Ligging bedrijventerrein Kollenburg in Didam ten opzichte van Natura 2000-gebied 'Gelderse Poort'.
Ecologische Hoofdstructuur
Een andere vorm van gebiedsbescherming komt voort uit aanwijzing van een gebied als Ecologische Hoofdstructuur (EHS). Voor dergelijke gebieden geldt dat het natuurbelang prioriteit heeft en dat andere activiteiten niet mogen leiden tot frustratie van de natuurdoelen en kernkwaliteiten. Anders dan bij Natura 2000-gebieden en soortbescherming is de status als EHS niet verankerd in de natuurwetgeving, maar dient het belang in de planologische afweging een rol te spelen. Dit valt onder de verantwoordelijkheid van het bevoegd gezag.
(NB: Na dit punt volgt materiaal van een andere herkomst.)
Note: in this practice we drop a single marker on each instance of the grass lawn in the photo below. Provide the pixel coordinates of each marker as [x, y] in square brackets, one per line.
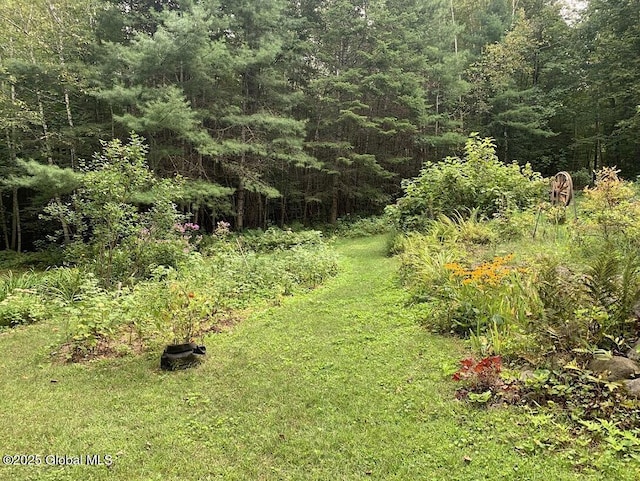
[336, 384]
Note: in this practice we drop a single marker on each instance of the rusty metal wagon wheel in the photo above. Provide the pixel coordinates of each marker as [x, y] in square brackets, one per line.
[561, 189]
[561, 194]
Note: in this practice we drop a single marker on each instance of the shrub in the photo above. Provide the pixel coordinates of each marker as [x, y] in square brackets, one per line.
[479, 181]
[278, 239]
[612, 211]
[361, 227]
[22, 306]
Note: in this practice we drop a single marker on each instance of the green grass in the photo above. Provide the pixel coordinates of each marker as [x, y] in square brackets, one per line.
[336, 384]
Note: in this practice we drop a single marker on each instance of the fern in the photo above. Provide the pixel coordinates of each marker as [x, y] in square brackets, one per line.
[601, 280]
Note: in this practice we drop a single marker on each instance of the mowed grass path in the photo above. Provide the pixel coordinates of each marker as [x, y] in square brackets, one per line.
[335, 384]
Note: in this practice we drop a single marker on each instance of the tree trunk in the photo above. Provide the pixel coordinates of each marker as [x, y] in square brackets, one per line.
[240, 206]
[282, 211]
[16, 234]
[3, 220]
[334, 200]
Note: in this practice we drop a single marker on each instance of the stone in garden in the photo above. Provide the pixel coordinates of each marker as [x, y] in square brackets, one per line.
[616, 368]
[634, 352]
[633, 387]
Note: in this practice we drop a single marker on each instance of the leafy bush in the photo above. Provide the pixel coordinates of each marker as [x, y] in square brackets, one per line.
[361, 227]
[175, 305]
[612, 213]
[479, 181]
[114, 236]
[22, 306]
[278, 239]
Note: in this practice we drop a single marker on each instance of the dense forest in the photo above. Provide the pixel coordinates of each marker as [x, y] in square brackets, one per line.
[280, 111]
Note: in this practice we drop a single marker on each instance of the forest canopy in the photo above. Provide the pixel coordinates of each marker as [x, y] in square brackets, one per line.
[280, 111]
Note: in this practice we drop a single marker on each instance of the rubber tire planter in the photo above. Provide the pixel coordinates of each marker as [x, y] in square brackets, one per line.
[182, 356]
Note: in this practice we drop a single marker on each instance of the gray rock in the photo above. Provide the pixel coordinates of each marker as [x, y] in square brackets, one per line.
[634, 352]
[616, 368]
[633, 387]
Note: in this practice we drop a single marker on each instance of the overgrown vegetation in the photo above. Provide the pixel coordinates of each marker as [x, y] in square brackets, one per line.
[143, 276]
[529, 284]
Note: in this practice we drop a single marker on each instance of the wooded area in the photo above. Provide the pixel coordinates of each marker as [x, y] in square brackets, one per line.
[284, 111]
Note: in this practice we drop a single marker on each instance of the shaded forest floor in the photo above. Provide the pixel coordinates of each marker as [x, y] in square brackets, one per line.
[339, 383]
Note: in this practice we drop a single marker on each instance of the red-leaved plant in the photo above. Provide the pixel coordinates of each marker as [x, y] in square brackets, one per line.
[480, 376]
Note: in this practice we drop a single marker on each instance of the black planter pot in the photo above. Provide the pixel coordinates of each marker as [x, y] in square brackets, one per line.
[182, 356]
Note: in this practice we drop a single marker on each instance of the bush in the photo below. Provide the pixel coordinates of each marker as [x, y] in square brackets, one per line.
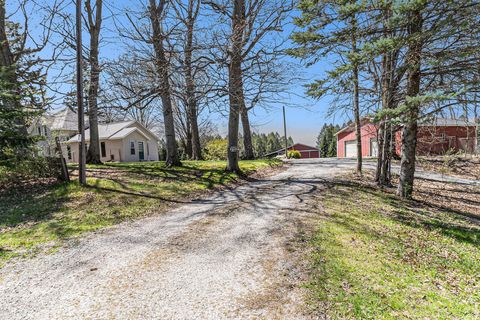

Een deel van het plangebied grenst aan de EHS. Bedrijventerreinen 't Goor, Immenhorst en EBT in 's-Heerenberg grenzen in het zuiden aan De Wetering, een waterloop die ook wel Grenskanaal of de Wildt genoemd wordt. Deze waterloop vormt bij 's-Heerenberg de grens tussen Nederland en Duitsland en is aangewezen als ecologische verbindingszone. Omdat het om een consoliderend bestemmingsplan gaat worden geen nieuwe ontwikkelingen mogelijk gemaakt, waardoor er geen effecten te verwachten zijn op dit onderdeel van de EHS. Toekomstige activiteiten in of nabij de waterloop kunnen wel een negatief effect hebben. Als dergelijke ingrepen worden uitgevoerd, dient voorafgaand aan de ingrepen een beoordeling plaats te vinden of mogelijk effecten optreden. De andere bedrijventerreinen liggen op minimaal 1 kilometer afstand van de EHS, waardoor negatieve effecten bij voorbaat zijn uit te sluiten.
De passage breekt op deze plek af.